Security firms revealed strategies that leverage GenAI as a means of enhancing cloud security posture management and attack path analysis. This is likely Cisco’s thinking behind its recently announced intent to acquire contextual cloud security provider Lightspin. Access control providers will leverage GenAI to provide customers with significantly improved visibility into their security rules structure.
Key New/updated OSS Technologies
Newly released and fast-growing open-source software (OSS) technologies centered on: improving cloud cost visibility (Open Cost, Kubecost); increasing the developers’ role in Kubernetes and DevOps models (Backstage); supporting real-time container threat-detection (Falco); improving connectivity between containers, VMs, and endpoints leveraging service mesh (Nasp); improving policy compliance/management by unifying policy enforcement across the cloud-native stack (Open Policy Agent); and enabling VM workloads on Kubernetes (KubeVirt), among others.

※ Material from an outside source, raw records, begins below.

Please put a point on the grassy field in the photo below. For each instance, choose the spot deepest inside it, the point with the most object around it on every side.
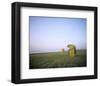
(57, 60)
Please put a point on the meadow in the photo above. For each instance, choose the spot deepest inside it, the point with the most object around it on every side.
(57, 60)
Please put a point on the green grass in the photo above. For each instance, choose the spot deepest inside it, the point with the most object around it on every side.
(57, 60)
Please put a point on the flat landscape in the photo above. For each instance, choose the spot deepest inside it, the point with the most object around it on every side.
(57, 60)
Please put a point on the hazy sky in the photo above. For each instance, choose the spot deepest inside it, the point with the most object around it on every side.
(49, 34)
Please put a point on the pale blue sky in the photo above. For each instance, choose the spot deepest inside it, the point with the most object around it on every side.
(51, 34)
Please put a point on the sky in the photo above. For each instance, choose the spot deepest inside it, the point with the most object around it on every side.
(51, 34)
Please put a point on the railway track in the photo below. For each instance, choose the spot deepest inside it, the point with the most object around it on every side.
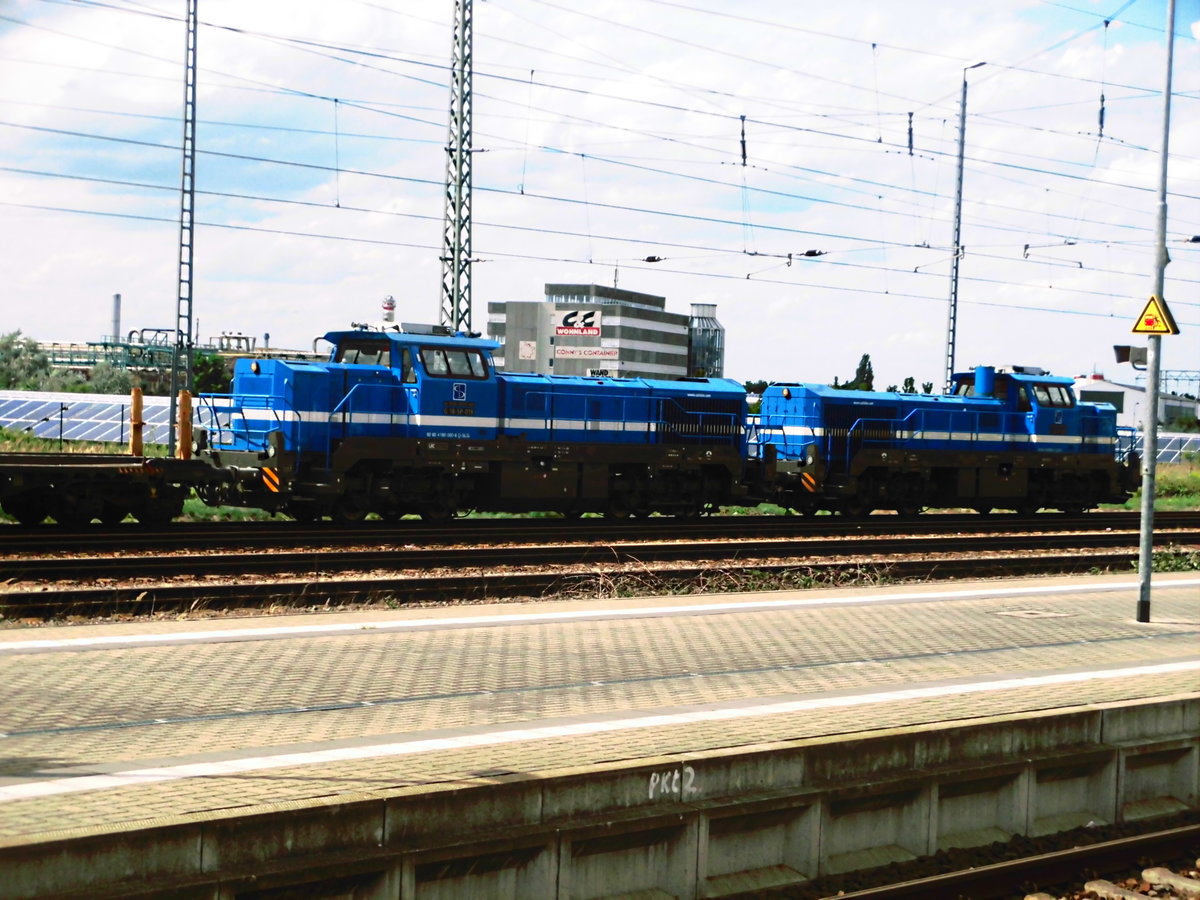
(49, 587)
(132, 537)
(409, 558)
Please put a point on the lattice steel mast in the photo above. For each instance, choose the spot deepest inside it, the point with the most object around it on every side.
(456, 235)
(181, 359)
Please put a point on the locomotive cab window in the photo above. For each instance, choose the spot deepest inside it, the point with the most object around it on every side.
(1054, 395)
(364, 353)
(454, 363)
(407, 373)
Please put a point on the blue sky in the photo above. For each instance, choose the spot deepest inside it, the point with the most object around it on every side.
(604, 137)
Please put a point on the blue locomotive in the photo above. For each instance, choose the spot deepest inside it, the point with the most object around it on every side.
(1011, 438)
(420, 421)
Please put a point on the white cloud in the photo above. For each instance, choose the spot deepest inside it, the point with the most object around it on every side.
(648, 93)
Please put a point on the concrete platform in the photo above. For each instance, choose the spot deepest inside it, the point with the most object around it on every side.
(683, 747)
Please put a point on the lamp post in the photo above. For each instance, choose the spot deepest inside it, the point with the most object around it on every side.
(953, 323)
(1150, 424)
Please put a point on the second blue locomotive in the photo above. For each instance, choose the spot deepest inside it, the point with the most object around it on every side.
(1012, 438)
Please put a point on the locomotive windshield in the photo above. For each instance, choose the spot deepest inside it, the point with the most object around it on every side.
(1054, 395)
(366, 352)
(454, 363)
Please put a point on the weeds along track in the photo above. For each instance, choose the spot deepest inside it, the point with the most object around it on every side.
(377, 571)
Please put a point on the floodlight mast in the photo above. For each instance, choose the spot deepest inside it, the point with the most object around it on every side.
(952, 324)
(181, 358)
(456, 231)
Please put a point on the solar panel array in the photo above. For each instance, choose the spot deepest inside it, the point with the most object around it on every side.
(83, 417)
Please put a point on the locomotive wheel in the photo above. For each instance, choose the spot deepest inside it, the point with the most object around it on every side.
(29, 509)
(618, 508)
(437, 511)
(112, 514)
(73, 510)
(303, 511)
(159, 510)
(855, 508)
(349, 510)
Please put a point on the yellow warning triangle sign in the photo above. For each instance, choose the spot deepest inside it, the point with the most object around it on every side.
(1156, 319)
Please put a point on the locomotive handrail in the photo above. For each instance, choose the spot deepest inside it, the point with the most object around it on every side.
(346, 407)
(235, 406)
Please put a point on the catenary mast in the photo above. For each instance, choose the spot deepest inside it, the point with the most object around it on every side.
(181, 359)
(456, 235)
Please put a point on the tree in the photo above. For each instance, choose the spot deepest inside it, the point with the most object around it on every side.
(209, 375)
(863, 379)
(864, 376)
(23, 365)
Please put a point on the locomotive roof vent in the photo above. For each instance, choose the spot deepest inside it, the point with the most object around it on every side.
(419, 329)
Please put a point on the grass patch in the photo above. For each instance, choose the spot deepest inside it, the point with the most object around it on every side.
(724, 581)
(1176, 487)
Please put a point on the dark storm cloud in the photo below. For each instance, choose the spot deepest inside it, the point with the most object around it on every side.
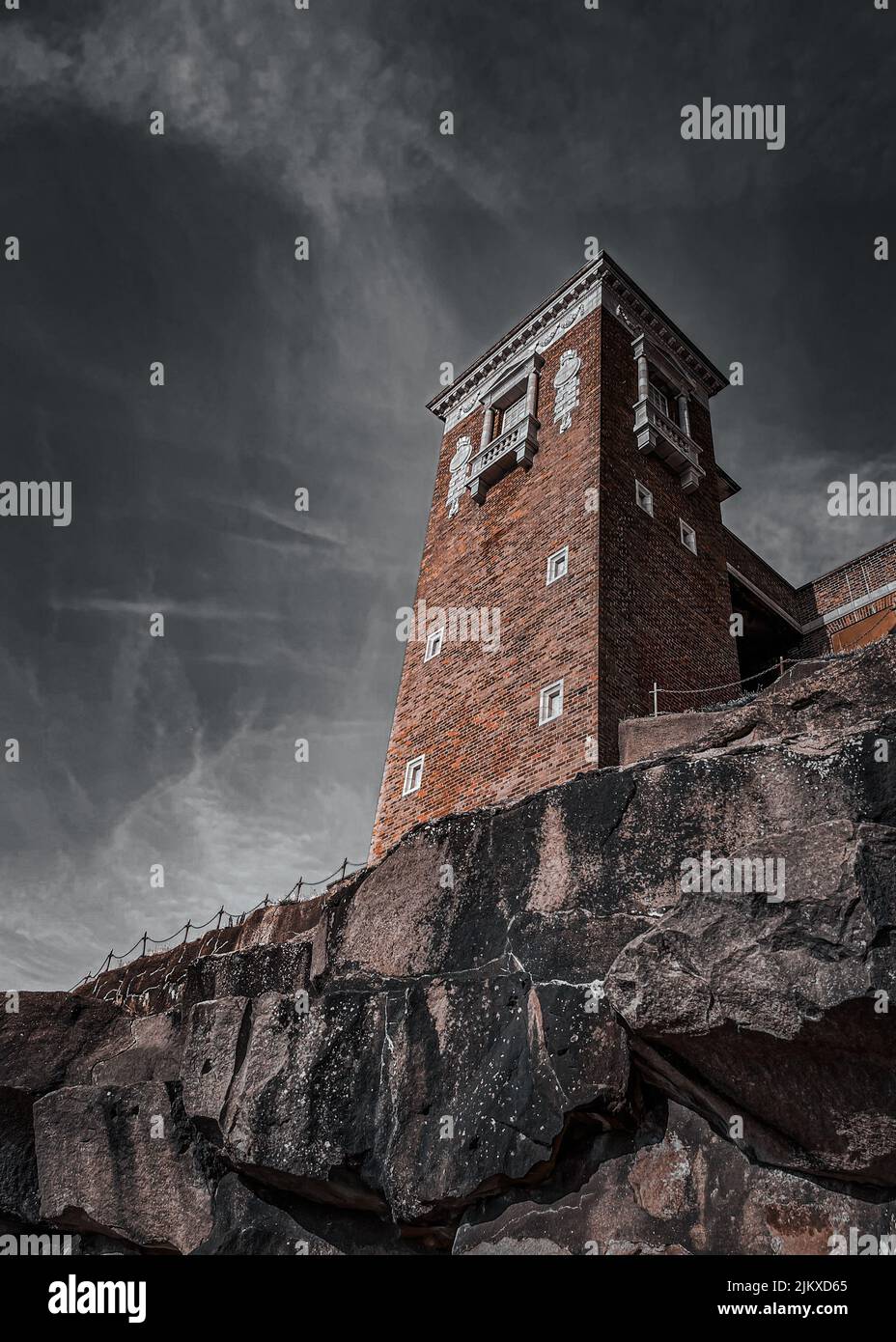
(281, 625)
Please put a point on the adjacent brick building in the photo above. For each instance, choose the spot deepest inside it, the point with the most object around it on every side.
(575, 558)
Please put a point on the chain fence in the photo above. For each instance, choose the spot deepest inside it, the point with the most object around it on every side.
(116, 961)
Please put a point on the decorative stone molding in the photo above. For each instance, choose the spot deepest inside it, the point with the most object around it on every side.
(516, 447)
(602, 283)
(566, 389)
(657, 433)
(459, 472)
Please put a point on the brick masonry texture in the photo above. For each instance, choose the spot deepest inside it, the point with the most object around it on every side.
(662, 612)
(636, 605)
(475, 713)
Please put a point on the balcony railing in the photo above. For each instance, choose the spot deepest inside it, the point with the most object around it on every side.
(516, 447)
(657, 433)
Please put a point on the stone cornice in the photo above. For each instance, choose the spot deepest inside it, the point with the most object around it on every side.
(602, 282)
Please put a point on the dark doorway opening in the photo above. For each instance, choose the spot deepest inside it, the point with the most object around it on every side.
(766, 637)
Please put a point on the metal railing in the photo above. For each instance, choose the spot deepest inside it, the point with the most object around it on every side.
(294, 895)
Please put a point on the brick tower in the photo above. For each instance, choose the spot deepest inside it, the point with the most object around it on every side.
(574, 554)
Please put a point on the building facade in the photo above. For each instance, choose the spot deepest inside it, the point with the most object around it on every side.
(575, 558)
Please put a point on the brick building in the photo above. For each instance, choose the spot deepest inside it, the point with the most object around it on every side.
(575, 556)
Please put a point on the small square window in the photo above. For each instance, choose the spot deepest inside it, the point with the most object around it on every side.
(644, 498)
(413, 776)
(434, 643)
(558, 565)
(513, 415)
(550, 705)
(688, 537)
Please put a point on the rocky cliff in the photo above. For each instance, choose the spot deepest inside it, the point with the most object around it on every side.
(524, 1031)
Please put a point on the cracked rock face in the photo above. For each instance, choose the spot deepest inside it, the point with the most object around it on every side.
(523, 1032)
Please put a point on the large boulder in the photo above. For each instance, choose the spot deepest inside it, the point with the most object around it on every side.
(537, 1028)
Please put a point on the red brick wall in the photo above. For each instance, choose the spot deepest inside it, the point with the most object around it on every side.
(764, 576)
(662, 612)
(472, 713)
(848, 582)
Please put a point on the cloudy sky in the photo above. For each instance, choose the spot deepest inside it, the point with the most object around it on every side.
(283, 375)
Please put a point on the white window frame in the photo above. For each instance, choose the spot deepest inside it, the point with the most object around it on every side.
(550, 694)
(648, 494)
(434, 643)
(514, 408)
(688, 536)
(553, 564)
(413, 769)
(658, 398)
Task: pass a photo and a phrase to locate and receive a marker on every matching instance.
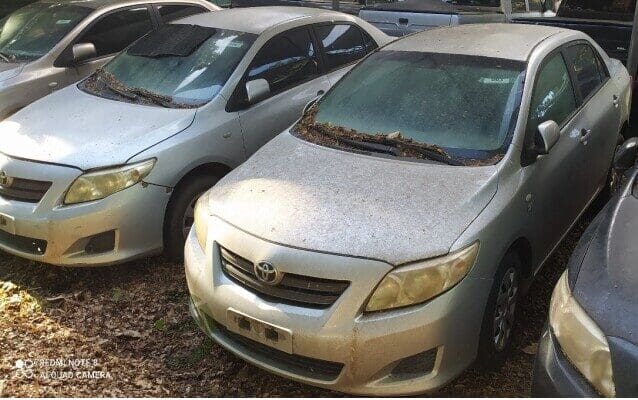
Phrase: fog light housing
(101, 243)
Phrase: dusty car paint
(24, 83)
(602, 278)
(317, 212)
(186, 143)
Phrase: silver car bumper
(125, 225)
(400, 352)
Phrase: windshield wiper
(427, 151)
(5, 57)
(371, 146)
(135, 94)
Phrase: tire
(179, 217)
(500, 313)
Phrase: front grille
(23, 243)
(25, 190)
(416, 365)
(299, 365)
(305, 291)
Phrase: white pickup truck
(401, 17)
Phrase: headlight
(581, 340)
(201, 220)
(103, 183)
(422, 281)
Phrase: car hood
(9, 70)
(74, 128)
(313, 197)
(605, 282)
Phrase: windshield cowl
(187, 72)
(102, 82)
(393, 144)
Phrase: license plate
(259, 331)
(8, 223)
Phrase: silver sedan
(109, 169)
(51, 44)
(382, 244)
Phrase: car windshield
(414, 104)
(32, 31)
(475, 3)
(599, 9)
(179, 81)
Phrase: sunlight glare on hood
(11, 131)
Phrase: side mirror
(547, 136)
(257, 90)
(312, 103)
(626, 154)
(83, 52)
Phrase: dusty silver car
(109, 169)
(381, 244)
(50, 44)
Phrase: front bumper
(339, 347)
(49, 232)
(554, 376)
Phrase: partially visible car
(109, 169)
(590, 344)
(51, 44)
(382, 244)
(399, 18)
(607, 22)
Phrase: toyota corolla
(382, 244)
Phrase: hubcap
(189, 216)
(505, 309)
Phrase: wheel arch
(523, 249)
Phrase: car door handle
(584, 135)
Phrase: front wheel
(180, 213)
(500, 313)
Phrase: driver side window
(286, 61)
(553, 95)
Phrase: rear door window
(115, 31)
(587, 68)
(599, 9)
(343, 44)
(172, 12)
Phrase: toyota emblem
(5, 180)
(267, 273)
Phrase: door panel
(599, 117)
(553, 190)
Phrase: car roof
(506, 41)
(259, 19)
(94, 4)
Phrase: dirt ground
(126, 331)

The Cloud Native Computing Foundation’s (CNCF) ability to rally together IT professionals and developers as well as technology providers (many of which are archrivals) via conferences such as KubeCon, illustrates the importance of shared knowledge and shared experiences in unchartered waters. Those waters include new demands on IT, the explosion of data, increased endpoints, etc., and they are causing mounting pressure on ops teams.
CNCF’s most popular OSS technology to date is Kubernetes, which supports a cloud infrastructure as a scalable and elastic platform. But that’s only the start. Numerous tools and commercial versions of the open-source system have been created to improve the automation, deployment, and management of containerized workloads and services. Many advanced services will continue to be added to this newer system of app distribution.